Tracking Configuration

The Tracking module in Muraena is an essential tool for monitoring user interactions and capturing sensitive information during a phishing campaign. It provides a detailed framework for tracking user activities, from initial landing to sensitive data capture, enhancing the operational effectiveness of the campaign.

Settings Overview

Enable

Enables or disables the entire tracking functionality. When enable is set to true, tracking features are activated, allowing for the monitoring of user interactions and data capture.

Track RequestCookies

trackRequestCookies flag is used to enable or disable the tracking of cookies in user requests. When enabled, this feature allows Muraena to keep track of cookies in user requests. This is useful for tracking client-side state and user sessions that are maintained through cookies.

Trace

This section is dedicated to tracing user navigation within the phishing site, allowing for the identification and redirection of users based on specific criteria.

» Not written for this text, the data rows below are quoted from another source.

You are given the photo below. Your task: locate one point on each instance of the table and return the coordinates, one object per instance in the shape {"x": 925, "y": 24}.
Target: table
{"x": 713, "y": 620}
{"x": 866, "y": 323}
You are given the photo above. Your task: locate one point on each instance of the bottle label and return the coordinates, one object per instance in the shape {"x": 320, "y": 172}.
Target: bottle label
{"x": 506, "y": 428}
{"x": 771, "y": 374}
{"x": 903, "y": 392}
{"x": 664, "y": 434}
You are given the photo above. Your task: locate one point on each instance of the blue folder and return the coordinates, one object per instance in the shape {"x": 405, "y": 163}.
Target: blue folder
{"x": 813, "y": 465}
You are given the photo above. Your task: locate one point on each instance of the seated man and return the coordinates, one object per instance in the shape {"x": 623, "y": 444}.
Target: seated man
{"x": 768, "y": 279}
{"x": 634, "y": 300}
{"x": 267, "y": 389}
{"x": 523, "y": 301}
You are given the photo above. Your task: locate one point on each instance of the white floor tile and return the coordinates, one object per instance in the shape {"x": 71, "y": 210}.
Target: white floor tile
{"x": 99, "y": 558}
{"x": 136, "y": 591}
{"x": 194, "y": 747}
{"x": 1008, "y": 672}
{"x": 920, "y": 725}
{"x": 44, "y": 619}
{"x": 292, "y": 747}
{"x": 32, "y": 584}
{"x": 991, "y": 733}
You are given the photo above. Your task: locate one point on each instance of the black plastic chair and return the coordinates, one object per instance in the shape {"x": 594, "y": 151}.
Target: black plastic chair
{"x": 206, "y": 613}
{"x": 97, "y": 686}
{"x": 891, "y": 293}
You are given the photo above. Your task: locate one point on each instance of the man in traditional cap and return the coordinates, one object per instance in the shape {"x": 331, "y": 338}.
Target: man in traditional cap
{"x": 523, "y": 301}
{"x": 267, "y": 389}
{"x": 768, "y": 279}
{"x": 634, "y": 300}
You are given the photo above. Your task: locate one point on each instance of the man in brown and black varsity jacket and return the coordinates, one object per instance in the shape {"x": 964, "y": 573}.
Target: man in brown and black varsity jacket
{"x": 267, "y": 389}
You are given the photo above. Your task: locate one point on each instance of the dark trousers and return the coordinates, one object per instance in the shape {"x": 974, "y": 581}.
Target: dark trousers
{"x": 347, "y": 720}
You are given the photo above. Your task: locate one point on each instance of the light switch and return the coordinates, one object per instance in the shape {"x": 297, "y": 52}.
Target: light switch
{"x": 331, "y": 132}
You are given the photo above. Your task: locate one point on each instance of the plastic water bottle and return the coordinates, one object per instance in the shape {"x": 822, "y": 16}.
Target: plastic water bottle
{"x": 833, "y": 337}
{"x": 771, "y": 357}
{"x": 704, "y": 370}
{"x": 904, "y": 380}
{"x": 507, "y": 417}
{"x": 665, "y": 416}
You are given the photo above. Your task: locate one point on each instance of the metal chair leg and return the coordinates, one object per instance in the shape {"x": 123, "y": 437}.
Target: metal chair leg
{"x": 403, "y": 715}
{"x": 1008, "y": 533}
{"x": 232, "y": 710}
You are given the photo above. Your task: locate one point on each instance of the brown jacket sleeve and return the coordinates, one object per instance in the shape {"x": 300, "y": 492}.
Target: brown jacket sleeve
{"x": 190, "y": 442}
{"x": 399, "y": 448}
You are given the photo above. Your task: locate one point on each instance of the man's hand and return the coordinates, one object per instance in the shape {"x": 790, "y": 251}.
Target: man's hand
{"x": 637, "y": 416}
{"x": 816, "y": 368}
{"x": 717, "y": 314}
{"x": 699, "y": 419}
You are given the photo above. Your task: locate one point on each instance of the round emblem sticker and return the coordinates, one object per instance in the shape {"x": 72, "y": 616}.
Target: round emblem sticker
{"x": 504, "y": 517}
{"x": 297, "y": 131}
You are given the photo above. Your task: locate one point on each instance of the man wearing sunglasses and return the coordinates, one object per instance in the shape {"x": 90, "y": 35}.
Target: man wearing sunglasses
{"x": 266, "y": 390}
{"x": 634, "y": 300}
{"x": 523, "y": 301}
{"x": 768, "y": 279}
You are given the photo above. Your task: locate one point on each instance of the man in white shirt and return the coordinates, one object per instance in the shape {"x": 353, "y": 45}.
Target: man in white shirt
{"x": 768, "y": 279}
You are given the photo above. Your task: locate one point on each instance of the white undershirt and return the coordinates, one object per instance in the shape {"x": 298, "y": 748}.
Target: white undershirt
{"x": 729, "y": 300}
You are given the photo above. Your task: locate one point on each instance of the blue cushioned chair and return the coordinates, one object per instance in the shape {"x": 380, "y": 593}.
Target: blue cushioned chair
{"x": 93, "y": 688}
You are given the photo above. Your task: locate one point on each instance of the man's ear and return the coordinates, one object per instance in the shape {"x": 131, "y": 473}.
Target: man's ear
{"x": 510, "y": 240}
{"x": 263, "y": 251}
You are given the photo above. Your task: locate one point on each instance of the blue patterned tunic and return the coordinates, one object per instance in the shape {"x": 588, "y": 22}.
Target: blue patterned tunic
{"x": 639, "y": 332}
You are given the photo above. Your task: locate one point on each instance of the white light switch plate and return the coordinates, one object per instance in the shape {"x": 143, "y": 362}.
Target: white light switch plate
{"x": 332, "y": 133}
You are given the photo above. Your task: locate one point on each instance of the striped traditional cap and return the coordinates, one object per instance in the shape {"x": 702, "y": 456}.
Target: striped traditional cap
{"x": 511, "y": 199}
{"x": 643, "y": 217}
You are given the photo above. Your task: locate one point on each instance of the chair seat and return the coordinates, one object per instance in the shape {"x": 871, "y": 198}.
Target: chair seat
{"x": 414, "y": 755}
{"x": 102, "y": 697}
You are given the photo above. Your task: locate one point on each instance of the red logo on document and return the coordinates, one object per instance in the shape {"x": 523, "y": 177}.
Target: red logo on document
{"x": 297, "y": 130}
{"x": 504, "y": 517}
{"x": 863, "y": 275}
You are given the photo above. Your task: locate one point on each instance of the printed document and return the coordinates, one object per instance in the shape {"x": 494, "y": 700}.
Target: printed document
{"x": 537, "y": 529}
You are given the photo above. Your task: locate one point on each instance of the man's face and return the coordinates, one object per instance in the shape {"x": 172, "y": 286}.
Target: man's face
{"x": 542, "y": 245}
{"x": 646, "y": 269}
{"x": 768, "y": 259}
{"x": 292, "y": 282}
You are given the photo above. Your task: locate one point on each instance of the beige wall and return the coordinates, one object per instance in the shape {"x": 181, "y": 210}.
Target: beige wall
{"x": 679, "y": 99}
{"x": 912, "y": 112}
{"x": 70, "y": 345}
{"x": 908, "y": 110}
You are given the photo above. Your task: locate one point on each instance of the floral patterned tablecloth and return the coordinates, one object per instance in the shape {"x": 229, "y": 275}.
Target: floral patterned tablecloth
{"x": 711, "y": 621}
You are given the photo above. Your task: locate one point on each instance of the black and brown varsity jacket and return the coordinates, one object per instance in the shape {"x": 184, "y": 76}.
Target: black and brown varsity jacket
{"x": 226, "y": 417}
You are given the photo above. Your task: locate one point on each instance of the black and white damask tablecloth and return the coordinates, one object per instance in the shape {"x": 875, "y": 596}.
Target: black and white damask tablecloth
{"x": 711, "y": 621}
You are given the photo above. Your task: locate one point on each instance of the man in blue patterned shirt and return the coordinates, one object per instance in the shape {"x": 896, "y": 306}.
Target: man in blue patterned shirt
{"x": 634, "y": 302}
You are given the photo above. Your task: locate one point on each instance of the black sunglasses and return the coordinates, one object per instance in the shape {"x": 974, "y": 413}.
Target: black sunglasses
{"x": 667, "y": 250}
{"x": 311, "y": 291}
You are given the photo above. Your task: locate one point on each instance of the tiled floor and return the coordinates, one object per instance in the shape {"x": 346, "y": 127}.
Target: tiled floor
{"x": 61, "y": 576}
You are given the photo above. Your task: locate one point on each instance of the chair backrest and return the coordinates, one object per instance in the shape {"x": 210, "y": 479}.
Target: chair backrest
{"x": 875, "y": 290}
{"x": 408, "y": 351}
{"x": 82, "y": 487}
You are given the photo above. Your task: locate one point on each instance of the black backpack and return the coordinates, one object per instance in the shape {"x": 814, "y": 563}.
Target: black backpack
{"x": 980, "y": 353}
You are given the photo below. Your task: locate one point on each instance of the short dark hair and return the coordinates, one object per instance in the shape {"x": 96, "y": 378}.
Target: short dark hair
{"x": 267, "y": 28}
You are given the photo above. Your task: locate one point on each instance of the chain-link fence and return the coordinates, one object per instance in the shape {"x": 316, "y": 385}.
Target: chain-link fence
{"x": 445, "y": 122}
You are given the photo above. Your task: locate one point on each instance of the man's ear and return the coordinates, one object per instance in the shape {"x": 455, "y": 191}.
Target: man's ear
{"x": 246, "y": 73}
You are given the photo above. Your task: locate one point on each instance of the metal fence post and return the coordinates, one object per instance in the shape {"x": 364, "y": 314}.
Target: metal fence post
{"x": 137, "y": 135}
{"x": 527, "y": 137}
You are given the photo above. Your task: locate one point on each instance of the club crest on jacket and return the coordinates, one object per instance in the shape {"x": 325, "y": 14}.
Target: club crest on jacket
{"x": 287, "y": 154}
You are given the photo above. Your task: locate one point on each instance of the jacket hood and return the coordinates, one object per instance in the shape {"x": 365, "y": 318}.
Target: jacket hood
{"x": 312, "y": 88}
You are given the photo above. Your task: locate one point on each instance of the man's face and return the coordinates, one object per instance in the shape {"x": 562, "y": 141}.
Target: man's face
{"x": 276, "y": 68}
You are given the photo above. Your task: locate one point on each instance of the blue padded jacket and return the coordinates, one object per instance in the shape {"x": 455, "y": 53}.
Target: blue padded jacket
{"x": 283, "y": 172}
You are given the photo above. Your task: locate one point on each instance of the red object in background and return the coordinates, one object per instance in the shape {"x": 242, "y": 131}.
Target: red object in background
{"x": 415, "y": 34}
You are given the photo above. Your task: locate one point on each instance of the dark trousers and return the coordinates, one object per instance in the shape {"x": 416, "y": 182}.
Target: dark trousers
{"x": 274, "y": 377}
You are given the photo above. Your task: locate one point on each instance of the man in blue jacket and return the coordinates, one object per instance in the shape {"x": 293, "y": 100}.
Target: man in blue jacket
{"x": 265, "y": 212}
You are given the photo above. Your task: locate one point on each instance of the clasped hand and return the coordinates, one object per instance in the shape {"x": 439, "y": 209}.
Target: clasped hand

  • identifier: A unique identifier for tracking purposes, this string is used to track requests and identify users.
  • header: Specifies an HTTP header used as part of the tracking mechanism, enabling the capture of custom header values. (Default: If-Range)
  • domain (optional): Tells Muraena to create tracking cookies for the specified domain. This is required if you want to specify a domain different from the phishing site’s domain.
  • validator: A regular expression used to validate the victim’s identifier. (Default: it must be a valid UUIDv4)

Landing

Configures how Muraena identifies and handles user landings on the phishing site.

  • type: Determines the method of landing detection (path or query), allowing for flexibility in how landing pages are recognized.
  • header: An HTTP header that signals a landing event, useful for tracking landings through header analysis. (Default: If-LandingHeader-Redirect)
  • redirectTo: Specifies a URL to redirect users to after a landing is detected. This setting is applicable only when the landing type is set to path.

Secrets

Focuses on capturing sensitive information, such as credentials or personal data, through specified paths and pattern matching.

Paths

paths is defines the list of URL paths monitored for sensitive information. Paths can be specified as regular expressions to match multiple paths, or as exact paths to match a single path. In order to consider a path as a regular expression, it must start with ^ and end with $.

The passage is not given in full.